Tschichold’un çalışmalarının tarihiyle ilgilenenler tarafından da dile getirilen ilginç bir nokta, Tschichold’un bu akımın en ünlü örneklerini yayımladığı dönemde de kitap ve poster tasarlamaya devam etmesi ve tasarımlarında kendi manifestosundaki katı kuralları hiçe saymasıdır. Öyle gözüküyor ki Tschichold kendi koyduğu kurallara karşı gelen ilk kişiydi.

Bu belki de Yeni Tipografik stil için ticari bir talebin mevcut olmamasından kaynaklanıyordu. Yine de aynı zamanda kurallarının izin verilen grafik form ve stillerin belli olması ölçüsünde spesifik, ama aynı zamanda da çok geniş olmasının da etkisi olduğunu düşünüyorum – bu tipografiyi gerçekten ne yeni yapıyordu? Bu yüzden, Tschichold’un erken dönem çalışmalarına duyduğum sevgiye rağmen dizgi için genelgeçer bir kurallar bütünü ortaya koymanın imkânsız bir görev olduğunu düşünüyorum, zira bu çalışma konunun tüm inceliklerini ve ayrımlarını hesaba katmıyor. Aynı zamanda birkaç yıl önce Tschichold’un da belirttiği üzere kültür ve tasarımın çalkalanan medcezir güçleri de bu çalışmayı daha zor kılıyor.

İşte düşündüğüm şey: Ya Tschichold’un vaazcı kurallarında bulunabilecek problemlerin çevresinden dolaşan bir kurallar bütünü ortaya koyarsak? Böyle bir kurallar rehberi hazırlayacaksak neleri içermesi gerekirdi? Ne derece kapsamlı ya da spesifik olurdu? Ağın spektrumunun tipografi üzerinde ne gibi bir etkisi olurdu?

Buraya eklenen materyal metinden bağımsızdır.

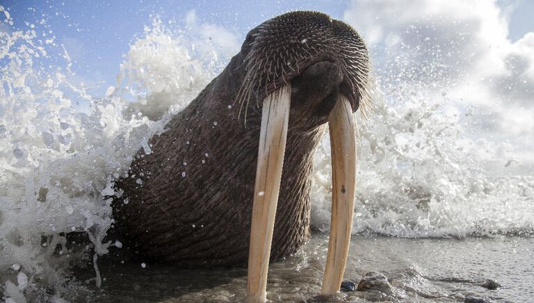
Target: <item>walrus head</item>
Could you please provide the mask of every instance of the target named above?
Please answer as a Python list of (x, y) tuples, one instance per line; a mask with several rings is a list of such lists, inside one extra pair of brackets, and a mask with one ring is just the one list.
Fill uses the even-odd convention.
[(252, 29), (117, 180), (124, 195), (114, 218), (128, 246), (190, 268), (248, 258), (250, 298), (264, 300), (269, 257), (295, 252), (309, 234), (314, 154), (327, 123), (332, 211), (322, 293), (339, 291), (355, 193), (353, 113), (370, 107), (370, 78), (362, 39), (327, 15), (289, 13)]
[[(246, 70), (236, 102), (263, 102), (248, 262), (248, 292), (265, 299), (270, 242), (291, 117), (316, 127), (329, 122), (332, 212), (322, 293), (339, 290), (353, 215), (356, 145), (353, 113), (369, 107), (368, 51), (344, 22), (317, 12), (286, 13), (251, 31), (241, 48)], [(314, 85), (313, 87), (311, 85)], [(302, 92), (299, 93), (300, 92)], [(291, 111), (299, 111), (290, 115)], [(307, 121), (303, 122), (302, 120)]]

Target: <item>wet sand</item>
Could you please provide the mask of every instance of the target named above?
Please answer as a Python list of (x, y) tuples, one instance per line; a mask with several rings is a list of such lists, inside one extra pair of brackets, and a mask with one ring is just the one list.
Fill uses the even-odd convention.
[[(317, 295), (325, 261), (327, 235), (314, 234), (294, 256), (271, 263), (268, 299), (284, 302), (531, 302), (534, 298), (534, 238), (464, 239), (353, 237), (345, 279), (357, 284), (368, 272), (385, 275), (391, 291)], [(239, 302), (246, 270), (180, 270), (147, 263), (99, 265), (102, 288), (80, 301), (111, 302)], [(90, 277), (90, 269), (76, 275)], [(501, 287), (482, 286), (487, 279)], [(89, 285), (90, 283), (88, 281)], [(92, 286), (91, 286), (92, 287)]]

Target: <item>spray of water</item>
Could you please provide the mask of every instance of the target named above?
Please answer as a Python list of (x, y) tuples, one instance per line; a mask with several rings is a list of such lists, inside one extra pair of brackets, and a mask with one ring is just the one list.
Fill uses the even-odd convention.
[[(68, 274), (74, 265), (92, 260), (95, 281), (102, 283), (98, 256), (121, 246), (104, 241), (113, 222), (106, 197), (120, 195), (113, 180), (127, 173), (138, 149), (151, 152), (148, 139), (164, 131), (230, 52), (207, 45), (195, 56), (192, 41), (197, 44), (202, 31), (188, 36), (155, 18), (118, 67), (116, 85), (95, 97), (73, 80), (68, 52), (47, 28), (11, 30), (13, 19), (0, 7), (1, 14), (0, 283), (17, 302), (59, 300), (81, 289)], [(498, 149), (462, 136), (462, 113), (444, 106), (446, 97), (414, 91), (397, 87), (389, 92), (394, 103), (377, 96), (374, 117), (360, 129), (355, 232), (531, 234), (532, 178), (486, 172), (478, 153)], [(313, 179), (312, 224), (322, 230), (330, 220), (327, 142)], [(67, 247), (65, 235), (72, 231), (87, 233), (92, 245)]]

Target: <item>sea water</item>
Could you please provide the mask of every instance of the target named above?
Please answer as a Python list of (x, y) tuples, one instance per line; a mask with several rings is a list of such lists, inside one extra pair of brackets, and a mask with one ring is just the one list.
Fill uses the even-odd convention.
[[(192, 47), (195, 37), (156, 18), (131, 42), (117, 67), (117, 83), (93, 95), (75, 81), (67, 49), (44, 19), (15, 30), (13, 17), (0, 8), (3, 298), (242, 298), (243, 269), (191, 272), (124, 265), (111, 257), (102, 262), (122, 247), (106, 238), (112, 218), (105, 197), (120, 194), (113, 180), (127, 174), (138, 150), (150, 154), (149, 138), (165, 131), (228, 55), (207, 47), (200, 56)], [(371, 119), (359, 117), (355, 237), (346, 277), (357, 282), (366, 271), (384, 272), (395, 287), (389, 300), (532, 297), (532, 284), (521, 284), (533, 279), (531, 163), (510, 156), (512, 144), (470, 133), (469, 115), (476, 108), (455, 106), (446, 88), (421, 88), (384, 74), (377, 72)], [(320, 289), (330, 218), (327, 136), (314, 170), (314, 234), (296, 256), (271, 265), (268, 297), (273, 300), (321, 300), (313, 296)], [(72, 231), (86, 233), (91, 243), (70, 247), (65, 235)], [(501, 293), (479, 287), (484, 279), (499, 278)]]

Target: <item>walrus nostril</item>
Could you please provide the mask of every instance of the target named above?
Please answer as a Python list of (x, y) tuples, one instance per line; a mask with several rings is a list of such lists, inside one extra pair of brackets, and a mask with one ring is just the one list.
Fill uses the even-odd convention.
[(251, 31), (241, 51), (245, 76), (235, 103), (245, 121), (251, 99), (263, 99), (321, 61), (338, 65), (345, 80), (342, 92), (353, 110), (362, 106), (365, 116), (372, 88), (369, 54), (348, 24), (318, 12), (288, 13)]

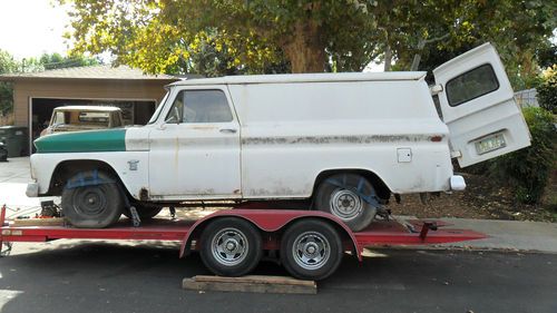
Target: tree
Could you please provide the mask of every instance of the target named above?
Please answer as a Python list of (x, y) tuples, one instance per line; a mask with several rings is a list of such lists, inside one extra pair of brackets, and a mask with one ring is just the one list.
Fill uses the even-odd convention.
[(69, 2), (74, 51), (109, 51), (148, 72), (190, 71), (204, 47), (225, 71), (244, 72), (284, 60), (293, 72), (361, 70), (378, 55), (372, 1)]
[[(511, 76), (537, 70), (556, 27), (545, 0), (58, 0), (75, 52), (109, 51), (147, 72), (427, 69), (485, 41)], [(538, 48), (537, 48), (538, 47)], [(384, 52), (383, 52), (384, 51)], [(438, 58), (441, 56), (442, 58)], [(280, 65), (277, 67), (277, 65)], [(413, 66), (412, 66), (413, 65)]]
[(46, 70), (69, 68), (69, 67), (85, 67), (99, 65), (99, 60), (95, 58), (87, 58), (82, 55), (74, 55), (71, 57), (62, 57), (60, 53), (42, 53), (39, 58), (40, 65)]
[[(8, 51), (0, 49), (0, 74), (13, 72), (18, 62)], [(9, 114), (13, 107), (13, 88), (11, 84), (0, 81), (0, 117)]]
[[(538, 60), (546, 62), (543, 58), (550, 51), (549, 39), (557, 27), (555, 1), (423, 1), (421, 8), (414, 13), (422, 18), (399, 35), (402, 40), (395, 50), (397, 68), (410, 69), (419, 55), (419, 69), (429, 71), (490, 41), (497, 46), (516, 89), (531, 87), (529, 79), (539, 72)], [(431, 42), (419, 47), (424, 41)]]

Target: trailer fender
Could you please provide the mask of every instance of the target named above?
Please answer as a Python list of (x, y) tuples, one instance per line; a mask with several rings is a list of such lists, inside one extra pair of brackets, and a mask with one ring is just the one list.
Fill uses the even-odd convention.
[[(362, 261), (361, 250), (355, 239), (352, 231), (342, 223), (341, 219), (331, 215), (329, 213), (320, 212), (320, 211), (293, 211), (293, 209), (225, 209), (217, 211), (211, 215), (205, 216), (202, 219), (195, 222), (195, 224), (189, 228), (186, 236), (182, 241), (179, 257), (184, 257), (187, 253), (189, 253), (192, 239), (197, 235), (197, 233), (204, 228), (204, 226), (208, 225), (211, 221), (214, 221), (219, 217), (238, 217), (246, 219), (247, 222), (255, 225), (263, 232), (274, 233), (283, 228), (284, 226), (291, 224), (294, 221), (299, 221), (302, 218), (321, 218), (325, 219), (329, 223), (336, 226), (338, 229), (341, 229), (344, 235), (346, 235), (351, 241), (354, 247), (354, 252), (358, 256), (359, 261)], [(197, 232), (196, 232), (197, 231)], [(342, 235), (342, 234), (341, 234)]]

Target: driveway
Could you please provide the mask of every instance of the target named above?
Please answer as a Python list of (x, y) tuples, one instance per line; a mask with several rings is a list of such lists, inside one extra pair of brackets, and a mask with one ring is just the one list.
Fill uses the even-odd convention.
[[(0, 258), (0, 311), (10, 312), (557, 312), (557, 255), (380, 250), (346, 256), (316, 295), (193, 292), (208, 274), (168, 243), (16, 244)], [(254, 274), (284, 275), (263, 262)]]

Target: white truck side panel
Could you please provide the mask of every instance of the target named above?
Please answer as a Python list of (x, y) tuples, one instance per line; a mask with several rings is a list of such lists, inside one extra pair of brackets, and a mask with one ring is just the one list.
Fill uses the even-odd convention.
[[(375, 173), (394, 193), (450, 189), (448, 129), (424, 84), (231, 85), (243, 197), (309, 197), (320, 173), (351, 168)], [(399, 148), (410, 162), (399, 162)]]

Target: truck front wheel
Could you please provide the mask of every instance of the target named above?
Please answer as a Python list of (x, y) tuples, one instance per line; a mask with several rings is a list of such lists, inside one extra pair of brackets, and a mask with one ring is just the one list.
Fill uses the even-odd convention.
[[(118, 221), (124, 200), (116, 185), (118, 183), (110, 176), (101, 172), (87, 172), (72, 177), (70, 182), (86, 182), (84, 186), (63, 188), (62, 214), (71, 225), (79, 228), (104, 228)], [(87, 185), (87, 182), (97, 184)]]
[(201, 245), (205, 266), (222, 276), (250, 273), (263, 255), (260, 232), (247, 221), (235, 217), (218, 218), (207, 225)]
[[(370, 225), (379, 204), (370, 200), (375, 195), (373, 186), (358, 174), (335, 174), (325, 178), (315, 194), (319, 211), (339, 217), (354, 232)], [(373, 199), (375, 200), (375, 199)]]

Bu sorular beni üç prensibe, öneriye ya da daha doğrusu İnternet’e metin koyarken “gergin olmam gereken şey”e yönlendirdi:

Yeni İnternet Tipografisi Prensipleri:

1. Metni fonttan, anlamı stilden öne koymalıyız.

2. Tipografik kararların sonuçlarını ortaya koyan araçlar kullanmak/yapmak zorundayız.

3. İnternet tipografisinin en güçsüz noktası kadar güçlü olabileceğini kabul etmeliyiz.